Shep attempted to run, only he slipped on the ice and fell. He looked up as the curved blade looped downward from its arc, slicing through his deltoid and lopping off his new left arm in one brutal motion.
He dropped to his knees on the frozen lake, the searing pain pushing him toward unconsciousness — only Santa Muerte was far from finished with him.
Raising the scythe once more over her bony shoulder, she swung the instrument of death downward, the bloodstained blade whistling through the air—
— its lethal blow intercepted by the scythe belonging to her male counterpart. The Grim Reaper stood over Shep, protecting him from the assault.
And then a golden beacon of Light reached down from the unseen heavens—
— whisking his consciousness out of Hell.
PART 5
Transformation
Day’s End
The three MH-53J Pavelow-III Air Force helicopters flew east in a staggered formation over Jersey City, en route to Manhattan. Large and unwieldy, the “Jolly Green Giants” specialized in rescuing downed pilots and providing support to Special Operations troops. Their selection for this morning's mission was based on their ability to operate in bad weather — along with the airship's rear ramp, a deployment feature that allowed for the dispersal of a special payload.
First developed in 1958, the neutron bomb was opposed by President Kennedy and later postponed by Jimmy Carter, only to be jump-started again in 1981 under Ronald Reagan.
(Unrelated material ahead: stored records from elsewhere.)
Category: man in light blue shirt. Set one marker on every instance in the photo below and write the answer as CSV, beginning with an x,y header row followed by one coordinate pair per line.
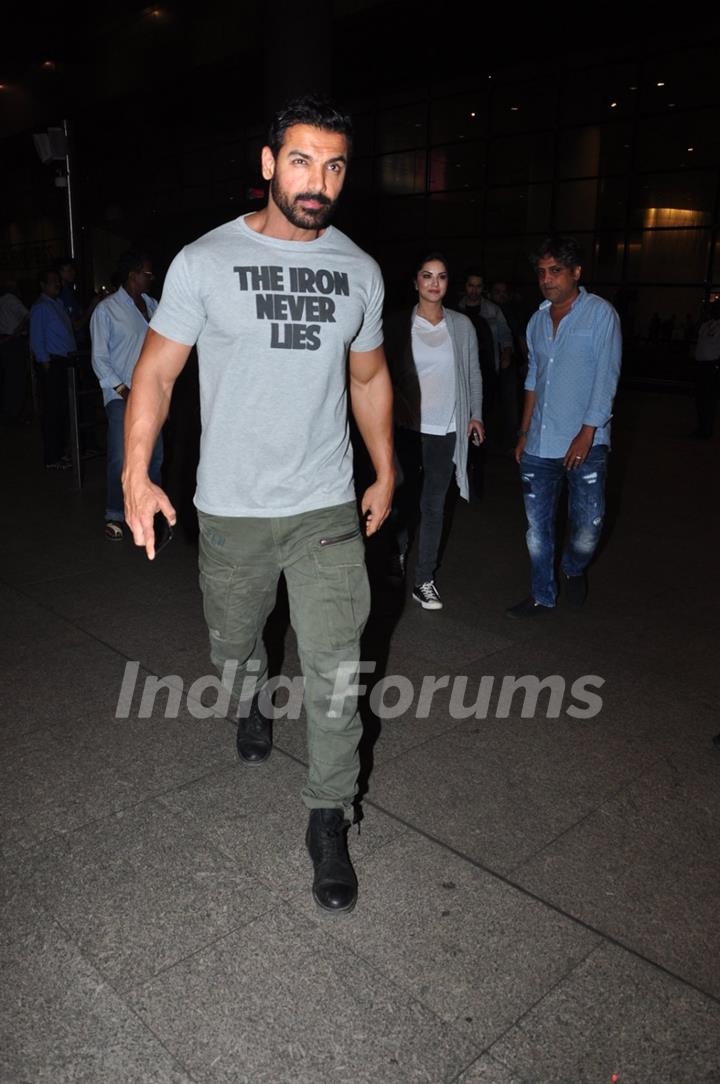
x,y
574,364
118,328
52,344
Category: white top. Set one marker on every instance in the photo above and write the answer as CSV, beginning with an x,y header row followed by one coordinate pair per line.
x,y
432,352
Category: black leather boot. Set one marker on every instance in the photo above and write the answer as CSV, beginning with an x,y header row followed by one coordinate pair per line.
x,y
254,736
335,886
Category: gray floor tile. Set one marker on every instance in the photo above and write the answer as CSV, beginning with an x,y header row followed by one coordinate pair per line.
x,y
498,790
617,1016
141,890
256,816
46,790
644,868
486,1070
475,951
61,1022
282,1003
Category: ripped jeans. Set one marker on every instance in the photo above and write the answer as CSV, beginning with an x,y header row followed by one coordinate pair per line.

Designed as a tactical weapon, the bomb’s purpose was to eradicate troops while maintaining the targeted area’s infrastructure. Unlike standard enhanced radiation weapons, the three ERWs loaded aboard the Pavelows were chemical incineration bombs designed for underground bunkers. Formulated to combust on contact with oxygen molecules, the conflagration would burn out every square inch of airspace before suffocating itself.
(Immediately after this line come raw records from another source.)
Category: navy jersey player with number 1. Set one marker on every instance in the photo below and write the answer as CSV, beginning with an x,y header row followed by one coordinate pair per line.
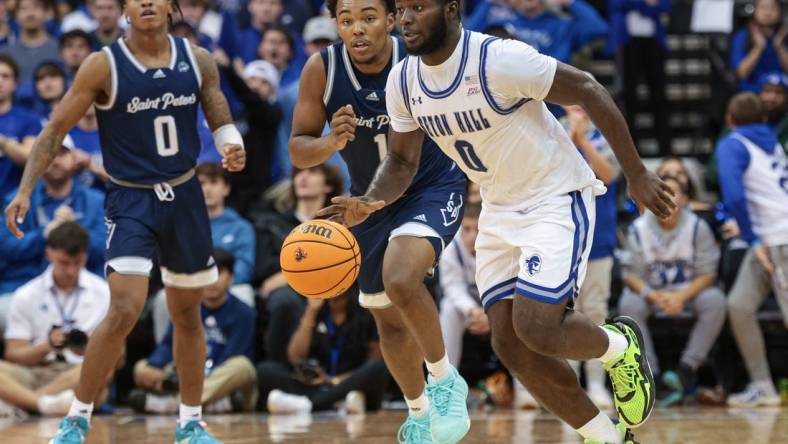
x,y
146,87
345,85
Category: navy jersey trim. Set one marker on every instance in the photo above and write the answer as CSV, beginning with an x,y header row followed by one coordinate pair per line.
x,y
485,89
193,61
113,69
140,67
331,68
457,78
At precisely 8:03 A.M., the three helicopters would drop their payloads at their designated locations above the carbon-dioxide cloud hovering over Manhattan. Passing through the man-made insulating ceiling, the neutron bombs would detonate—
— incinerating every biological — dead or alive — in New York City.
A frigid wind whipped across New York Harbor, driving the dark surface into froth. Liberty Island was visible in the distance. The statue beckoned.
They had gathered by a concrete boat ramp close to the water’s edge. The Patels and the Minoses. David Kantor and his daughter. The frail Tibetan monk who seemed bothered by nothing, and the female assassin who was angry at the world. The students and freed sex slaves stayed warm in the school bus. A Scythe incubator rendered moot by the arrival of dawn.